2. As soon as the timer goes off, turn off the stove and allow the rice to steam for another 10 minutes. Do not open the lid during this time.

3. Combine vinegar, sugar, and salt in a small bowl. Put the cooked rice in a large bowl, then add the vinegar mixture. Stir together the rice and vinegar, cooling the mixture with a fan as you do so. Continue to fan until the rice is at room temperature. Also you can customize your options from the ingredients.

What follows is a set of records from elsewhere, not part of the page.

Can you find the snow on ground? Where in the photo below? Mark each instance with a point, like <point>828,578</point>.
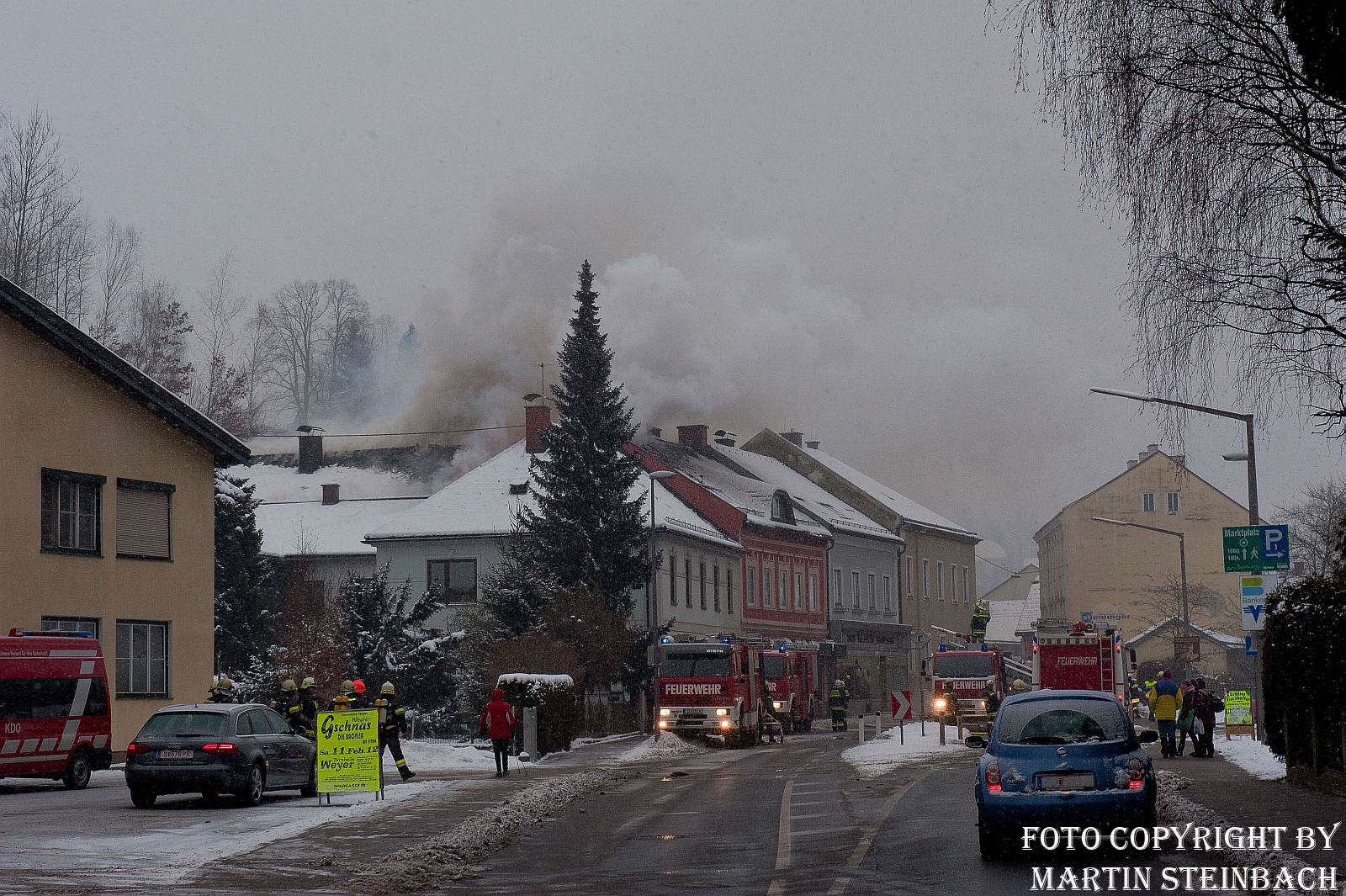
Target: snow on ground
<point>455,855</point>
<point>663,747</point>
<point>1252,756</point>
<point>885,754</point>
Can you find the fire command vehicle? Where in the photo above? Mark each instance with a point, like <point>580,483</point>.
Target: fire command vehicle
<point>1084,658</point>
<point>791,676</point>
<point>54,713</point>
<point>711,689</point>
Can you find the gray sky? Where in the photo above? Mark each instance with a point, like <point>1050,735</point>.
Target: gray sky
<point>834,217</point>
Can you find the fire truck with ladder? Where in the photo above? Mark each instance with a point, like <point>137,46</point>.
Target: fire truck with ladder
<point>791,673</point>
<point>1083,658</point>
<point>711,687</point>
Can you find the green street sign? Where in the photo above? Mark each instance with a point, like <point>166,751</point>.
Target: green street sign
<point>1256,548</point>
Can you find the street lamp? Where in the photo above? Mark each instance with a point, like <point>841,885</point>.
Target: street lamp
<point>652,604</point>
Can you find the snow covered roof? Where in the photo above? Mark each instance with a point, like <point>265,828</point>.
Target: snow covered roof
<point>287,483</point>
<point>485,501</point>
<point>1218,637</point>
<point>910,510</point>
<point>812,496</point>
<point>1009,618</point>
<point>314,528</point>
<point>745,493</point>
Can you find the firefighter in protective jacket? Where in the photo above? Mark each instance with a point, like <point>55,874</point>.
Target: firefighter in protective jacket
<point>392,725</point>
<point>838,701</point>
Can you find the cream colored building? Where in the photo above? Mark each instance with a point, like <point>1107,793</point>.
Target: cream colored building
<point>108,520</point>
<point>1130,577</point>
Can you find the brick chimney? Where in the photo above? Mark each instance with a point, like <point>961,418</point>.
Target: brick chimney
<point>693,436</point>
<point>536,420</point>
<point>310,453</point>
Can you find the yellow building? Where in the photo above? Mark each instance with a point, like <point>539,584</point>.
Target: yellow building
<point>1130,577</point>
<point>108,518</point>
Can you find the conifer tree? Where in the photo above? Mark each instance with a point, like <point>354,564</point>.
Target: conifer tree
<point>587,532</point>
<point>246,584</point>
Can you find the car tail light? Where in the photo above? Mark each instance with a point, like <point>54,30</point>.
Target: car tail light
<point>994,777</point>
<point>221,748</point>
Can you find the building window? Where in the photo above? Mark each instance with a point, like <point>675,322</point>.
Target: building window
<point>72,510</point>
<point>455,581</point>
<point>141,658</point>
<point>686,583</point>
<point>145,510</point>
<point>71,623</point>
<point>672,581</point>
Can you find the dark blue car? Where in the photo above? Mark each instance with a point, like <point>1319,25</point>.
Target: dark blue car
<point>1062,758</point>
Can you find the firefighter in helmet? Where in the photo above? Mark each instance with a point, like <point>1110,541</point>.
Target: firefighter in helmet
<point>392,725</point>
<point>342,700</point>
<point>838,701</point>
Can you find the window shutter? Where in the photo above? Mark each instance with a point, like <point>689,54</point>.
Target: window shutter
<point>143,522</point>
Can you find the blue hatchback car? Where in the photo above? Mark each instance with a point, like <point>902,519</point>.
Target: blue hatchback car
<point>1062,758</point>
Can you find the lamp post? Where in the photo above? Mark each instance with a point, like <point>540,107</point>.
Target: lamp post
<point>652,603</point>
<point>1182,561</point>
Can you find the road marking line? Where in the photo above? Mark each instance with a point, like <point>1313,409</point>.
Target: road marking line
<point>872,832</point>
<point>782,851</point>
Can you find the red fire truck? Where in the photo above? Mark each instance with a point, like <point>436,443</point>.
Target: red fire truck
<point>791,674</point>
<point>1083,658</point>
<point>711,689</point>
<point>54,714</point>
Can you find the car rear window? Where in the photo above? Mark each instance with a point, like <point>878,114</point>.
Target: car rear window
<point>1069,720</point>
<point>185,724</point>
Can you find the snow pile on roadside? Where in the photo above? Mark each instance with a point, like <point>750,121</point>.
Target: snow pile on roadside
<point>455,855</point>
<point>663,747</point>
<point>885,754</point>
<point>1252,756</point>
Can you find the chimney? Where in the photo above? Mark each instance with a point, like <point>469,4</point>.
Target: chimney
<point>310,453</point>
<point>693,436</point>
<point>536,420</point>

4. Mix together salmon, cucumber, avocado, tuna and, sesame seeds. To prevent the rice from sticking to your fingers, prepare a small bowl of water to dip your fingers into.

5. Place the nori on the bamboo mat, shiny side down.

6. Spread a thin layer of rice about 3/4 of the way up the nori using your fingertips. Just keep moistening your hands and gently spread out the sticky rice with your fingertips. Don't overwork the rice or it will become mushy.

7. Spackle some negitoro between both ends of the nearest rice row.

8. Put your thumbs below the bamboo mat and roll the edge up and over the filling. During this point, do not squeeze the negitoro, otherwise it will not stay in place.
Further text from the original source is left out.